Publié le 13 février 2026 19:09:00. Une nouvelle étude révèle le rôle croissant de l’ostéoprotégérine (OPG), une protéine initialement connue pour son action sur les os, dans le développement et la progression des maladies cardiovasculaires. Cette découverte pourrait ouvrir la voie à de nouvelles stratégies de diagnostic et de traitement.
- Des niveaux élevés d’OPG sont associés à l’athérosclérose, la calcification artérielle et l’insuffisance cardiaque.
- L’OPG influence la calcification des vaisseaux sanguins en limitant la transformation des cellules musculaires lisses en cellules osseuses.
- L’étude souligne le potentiel de l’OPG comme biomarqueur prédictif et cible thérapeutique en cardiologie.
L’ostéoprotégérine (OPG), une glycoprotéine appartenant à la superfamille des facteurs de nécrose tumorale, est depuis longtemps reconnue pour son rôle essentiel dans la régulation du métabolisme osseux. Elle agit en inhibant la formation et l’activation des ostéoclastes, les cellules responsables de la résorption osseuse. Cependant, des recherches récentes mettent en évidence une implication de plus en plus importante de l’OPG dans la physiopathologie des maladies cardiovasculaires (MCV).
Les chercheurs ont observé que des concentrations élevées d’OPG dans le sang sont corrélées à des pathologies telles que l’athérosclérose – le durcissement des artères dû à l’accumulation de plaques – la calcification artérielle et l’insuffisance cardiaque. Ces observations suggèrent que l’OPG joue un rôle actif dans le remodelage du cœur et des vaisseaux sanguins, et contribue au développement de ces affections. Plus précisément, l’OPG semble réguler la calcification vasculaire et maintenir l’homéostasie des vaisseaux en empêchant les cellules musculaires lisses vasculaires de se transformer en cellules osseuses, un processus appelé transdifférenciation.
L’expression de l’OPG est perturbée dans diverses conditions présentant un risque cardiovasculaire, notamment la sténose valvulaire aortique (rétrécissement de la valve aortique), l’insuffisance rénale chronique et le diabète.

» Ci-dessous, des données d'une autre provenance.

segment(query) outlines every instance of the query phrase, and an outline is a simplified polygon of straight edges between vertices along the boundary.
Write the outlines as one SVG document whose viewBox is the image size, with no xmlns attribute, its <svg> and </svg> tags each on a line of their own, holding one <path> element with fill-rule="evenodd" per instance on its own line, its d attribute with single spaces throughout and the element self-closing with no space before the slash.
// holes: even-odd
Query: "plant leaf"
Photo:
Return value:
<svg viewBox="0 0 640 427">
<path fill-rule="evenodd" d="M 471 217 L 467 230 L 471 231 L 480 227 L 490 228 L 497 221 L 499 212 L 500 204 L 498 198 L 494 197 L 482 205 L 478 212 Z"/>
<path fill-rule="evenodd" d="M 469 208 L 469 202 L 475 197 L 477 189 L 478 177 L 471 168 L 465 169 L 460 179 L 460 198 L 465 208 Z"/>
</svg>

Au-delà de son action structurelle, l’OPG interagit également avec des molécules clés impliquées dans l’inflammation et la mort cellulaire programmée, telles que le RANKL et le TRAIL. Ces interactions s’inscrivent dans des voies de signalisation complexes qui relient le métabolisme osseux, l’inflammation et le dysfonctionnement vasculaire.
Une étude a révélé que des niveaux élevés d’OPG circulante, ainsi que des modifications du rapport OPG/TRAIL, sont associés à l’infarctus du myocarde, au remodelage ventriculaire gauche (modification de la forme et de la fonction du ventricule gauche) et à une augmentation de la mortalité. Ces données renforcent l’idée que l’OPG pourrait servir de biomarqueur prédictif de l’évolution des maladies cardiaques. En savoir plus sur les biomarqueurs.

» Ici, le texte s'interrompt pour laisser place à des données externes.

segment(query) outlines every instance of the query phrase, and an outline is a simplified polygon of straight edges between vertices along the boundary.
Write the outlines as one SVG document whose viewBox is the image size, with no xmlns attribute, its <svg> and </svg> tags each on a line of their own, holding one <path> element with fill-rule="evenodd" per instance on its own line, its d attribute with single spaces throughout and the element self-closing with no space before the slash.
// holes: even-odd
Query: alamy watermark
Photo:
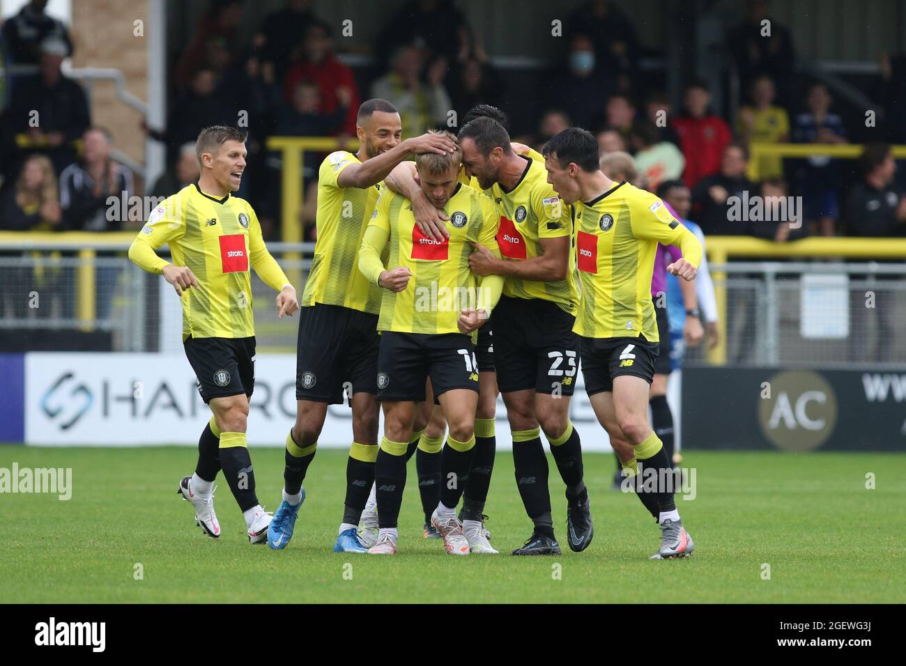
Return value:
<svg viewBox="0 0 906 666">
<path fill-rule="evenodd" d="M 58 499 L 72 497 L 72 468 L 0 468 L 0 494 L 50 493 Z"/>
</svg>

La revue, publiée dans CVIA, examine en détail les connaissances actuelles sur le rôle multifacette de l’OPG dans les maladies cardiovasculaires. Elle souligne son potentiel en tant que régulateur de l’étiologie de ces maladies et en tant que facteur prédictif. La compréhension de l’axe OPG/RANKL/TRAIL pourrait permettre de développer des thérapies ciblées et d’améliorer la stratification des risques chez les patients atteints de pathologies cardiaques. Référence de l’étude : Mécanismes intégratifs de l’ostéoprotégérine en physiopathologie cardiovasculaire.